Anche nella scelta dei
nemici, la Democrazia preferisce soggetti altrettanto evanescenti,
come, ad esempio, il Terrorismo; un nemico che non può essere
circoscritto e consente perciò un margine di manovra
praticamente illimitato.
Nel linguaggio comune
la parola "prosopopea" indica anche un tronfio
atteggiamento di superiorità, e, in effetti, la Democrazia è
prosopopaica persino in questo senso, dato che della sua superiorità
fa l'unico elemento davvero distintivo e generalmente riconoscibile.

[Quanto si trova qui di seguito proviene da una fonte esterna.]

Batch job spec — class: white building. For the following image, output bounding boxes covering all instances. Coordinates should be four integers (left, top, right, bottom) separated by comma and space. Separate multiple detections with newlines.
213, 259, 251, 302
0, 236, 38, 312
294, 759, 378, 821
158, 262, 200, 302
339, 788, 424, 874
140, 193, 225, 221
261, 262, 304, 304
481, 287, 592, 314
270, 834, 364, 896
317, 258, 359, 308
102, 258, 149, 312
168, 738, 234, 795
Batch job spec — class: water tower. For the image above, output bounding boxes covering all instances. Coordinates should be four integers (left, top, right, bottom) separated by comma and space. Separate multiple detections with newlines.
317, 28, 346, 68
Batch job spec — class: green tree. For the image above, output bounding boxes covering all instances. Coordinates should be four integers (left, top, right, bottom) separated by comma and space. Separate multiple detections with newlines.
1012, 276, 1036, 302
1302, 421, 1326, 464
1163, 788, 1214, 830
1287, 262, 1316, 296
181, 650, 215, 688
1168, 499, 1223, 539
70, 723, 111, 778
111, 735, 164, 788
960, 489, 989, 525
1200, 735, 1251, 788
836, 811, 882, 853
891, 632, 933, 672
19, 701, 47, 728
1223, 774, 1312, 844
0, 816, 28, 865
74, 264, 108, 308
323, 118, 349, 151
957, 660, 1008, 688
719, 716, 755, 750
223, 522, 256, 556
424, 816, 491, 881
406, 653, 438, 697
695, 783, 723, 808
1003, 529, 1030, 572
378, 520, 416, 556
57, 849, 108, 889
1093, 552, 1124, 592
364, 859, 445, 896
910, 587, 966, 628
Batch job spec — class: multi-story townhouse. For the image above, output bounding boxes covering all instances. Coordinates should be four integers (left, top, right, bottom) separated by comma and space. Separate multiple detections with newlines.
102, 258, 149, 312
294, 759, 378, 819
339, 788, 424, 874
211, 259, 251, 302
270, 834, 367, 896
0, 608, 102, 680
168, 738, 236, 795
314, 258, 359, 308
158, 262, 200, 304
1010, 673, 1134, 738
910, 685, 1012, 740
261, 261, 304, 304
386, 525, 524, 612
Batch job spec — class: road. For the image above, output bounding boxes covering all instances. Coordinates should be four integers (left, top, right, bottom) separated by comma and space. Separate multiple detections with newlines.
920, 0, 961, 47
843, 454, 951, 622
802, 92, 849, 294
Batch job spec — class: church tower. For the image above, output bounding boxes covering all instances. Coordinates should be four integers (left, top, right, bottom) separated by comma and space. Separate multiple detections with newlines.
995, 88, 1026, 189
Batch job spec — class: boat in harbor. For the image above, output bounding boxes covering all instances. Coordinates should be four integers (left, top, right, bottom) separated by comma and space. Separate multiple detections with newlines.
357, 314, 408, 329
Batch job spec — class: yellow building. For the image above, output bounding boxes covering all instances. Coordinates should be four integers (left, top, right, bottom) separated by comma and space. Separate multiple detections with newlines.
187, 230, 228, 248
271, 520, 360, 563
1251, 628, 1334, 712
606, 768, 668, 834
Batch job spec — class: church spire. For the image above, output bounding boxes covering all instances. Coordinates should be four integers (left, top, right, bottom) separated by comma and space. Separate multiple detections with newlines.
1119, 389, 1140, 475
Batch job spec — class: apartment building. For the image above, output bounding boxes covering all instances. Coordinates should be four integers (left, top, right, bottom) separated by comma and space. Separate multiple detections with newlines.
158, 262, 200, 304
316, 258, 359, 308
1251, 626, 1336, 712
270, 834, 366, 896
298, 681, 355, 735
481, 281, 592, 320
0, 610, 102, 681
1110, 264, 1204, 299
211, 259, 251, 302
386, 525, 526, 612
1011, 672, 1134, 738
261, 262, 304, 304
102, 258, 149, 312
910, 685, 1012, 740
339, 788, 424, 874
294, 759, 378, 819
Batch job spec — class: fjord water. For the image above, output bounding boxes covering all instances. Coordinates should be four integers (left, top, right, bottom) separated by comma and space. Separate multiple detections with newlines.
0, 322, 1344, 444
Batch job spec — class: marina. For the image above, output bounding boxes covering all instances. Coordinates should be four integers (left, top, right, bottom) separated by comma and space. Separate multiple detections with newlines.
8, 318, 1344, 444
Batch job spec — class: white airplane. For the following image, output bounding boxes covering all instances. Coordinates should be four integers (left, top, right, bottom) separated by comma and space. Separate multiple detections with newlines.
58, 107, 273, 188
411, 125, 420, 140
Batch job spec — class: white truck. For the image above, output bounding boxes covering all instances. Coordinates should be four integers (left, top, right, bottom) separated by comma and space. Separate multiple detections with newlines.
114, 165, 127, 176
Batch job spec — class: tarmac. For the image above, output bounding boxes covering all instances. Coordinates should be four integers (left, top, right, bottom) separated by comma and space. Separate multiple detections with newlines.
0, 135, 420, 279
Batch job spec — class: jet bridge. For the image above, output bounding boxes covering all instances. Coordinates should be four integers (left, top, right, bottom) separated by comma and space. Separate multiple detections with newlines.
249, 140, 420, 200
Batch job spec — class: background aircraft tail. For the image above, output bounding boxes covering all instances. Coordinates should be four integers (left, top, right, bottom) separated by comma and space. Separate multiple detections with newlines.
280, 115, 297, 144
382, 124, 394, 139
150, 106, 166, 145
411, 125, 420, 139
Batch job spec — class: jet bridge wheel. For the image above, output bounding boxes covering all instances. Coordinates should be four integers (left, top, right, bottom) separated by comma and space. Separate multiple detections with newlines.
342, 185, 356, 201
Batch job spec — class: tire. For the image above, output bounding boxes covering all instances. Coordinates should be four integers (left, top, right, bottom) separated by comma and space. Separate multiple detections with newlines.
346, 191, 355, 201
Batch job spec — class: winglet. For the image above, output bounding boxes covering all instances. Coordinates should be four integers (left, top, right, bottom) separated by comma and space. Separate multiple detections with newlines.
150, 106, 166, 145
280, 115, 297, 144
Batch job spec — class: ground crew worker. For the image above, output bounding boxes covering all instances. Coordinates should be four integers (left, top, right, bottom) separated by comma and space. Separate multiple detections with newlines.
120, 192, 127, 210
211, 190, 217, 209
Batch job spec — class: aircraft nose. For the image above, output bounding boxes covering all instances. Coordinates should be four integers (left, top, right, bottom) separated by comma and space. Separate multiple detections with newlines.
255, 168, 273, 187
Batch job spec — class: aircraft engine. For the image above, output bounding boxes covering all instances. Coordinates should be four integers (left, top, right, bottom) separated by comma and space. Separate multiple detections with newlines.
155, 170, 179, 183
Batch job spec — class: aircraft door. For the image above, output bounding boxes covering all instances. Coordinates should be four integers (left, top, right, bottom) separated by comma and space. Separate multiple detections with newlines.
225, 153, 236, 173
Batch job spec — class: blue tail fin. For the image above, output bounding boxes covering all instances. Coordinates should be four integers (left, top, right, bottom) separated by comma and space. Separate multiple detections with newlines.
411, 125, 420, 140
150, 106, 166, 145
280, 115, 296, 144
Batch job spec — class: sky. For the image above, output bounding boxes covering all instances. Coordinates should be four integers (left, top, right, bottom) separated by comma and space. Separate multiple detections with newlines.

L'unica costante della Democrazia è infatti il senso di
superiorità sugli altri.
Beninteso, la
superiorità retorica della Democrazia è un dato di
fatto, perché essa ha un meccanismo comunicativo che inibisce
qualsiasi obiezione ed orienta ogni scelta. In questo meccanismo
comunicativo, l'elettoralismo svolge una decisiva funzione.
Le critiche
all'elettoralismo si limitano di solito a mettere in evidenza nel suo
meccanismo la non effettiva rappresentatività del "volere
popolare". Insomma, si obietta all'elettoralismo di non essere
abbastanza democratico, perdendo così di vista il potere
inibitorio e manipolatorio dell'elettoralismo stesso.
Una delle capacità
della Democrazia è di far discutere tutti come se si dovesse
SEMPRE votare, come se fosse urgente una scelta di schieramento. Il
dibattito democratico riesce a creare un senso di impellenza
elettorale anche laddove non c'è, perciò la discussione
sulla guerra in Irak si risolveva sempre nel votare per Bush o per
Saddam.
Ancora adesso molti
compagni continuano ad interrogarsi gravemente sul fatto se sia
giusto o meno appoggiare la resistenza irakena data la sua
propensione al "fascismo islamico". In realtà qui
non si tratta di votare per un governo islamico in Irak, ma
semplicemente di chiamare le cose col loro nome, per cui l'aggressore
va chiamato aggressore e l'aggredito va chiamato aggredito,
l'occupazione va chiamata occupazione e la resistenza all'occupante
va chiamata resistenza.
Se si vogliono chiamare
le cose col loro nome, anche l'espressione "fascismo islamico"
è un controsenso.
L'Islam è
sicuramente oscurantistico e oppressivo come ogni teocrazia, ma più
di ogni altra religione l'Islam si fonda su una regola precisa,
mentre il fascismo - per definizione e per autodefinizione - mette la
gerarchia al di sopra di ogni regola e quindi tende inevitabilmente
al razzismo.
Quindi il fascismo e il
nazismo convivono benissimo con la Democrazia, come ci ha dimostrato
Hitler e come ci dimostra Bush, il quale ha liquidato dopo l'11
settembre ogni traccia di Stato di Diritto negli Stati Uniti. Ma
anche l'elezione di Bush era stata ottenuta grazie ad un'illegalità
macroscopica: non un semplice broglio elettorale, ma il rifiuto da
parte di un giudice di verificare il risultato elettorale. Un
prestigioso teorico della Democrazia come Giovanni Sartori ha
giustificato la cosa dicendo che l'urgenza di avere un capo metteva
in secondo piano la correttezza procedurale. Quindi anche per
Sartori, la necessità di avere un Capo viene prima di ogni
regola: e questo che cos'è se non fascismo (anzi Democrazia)?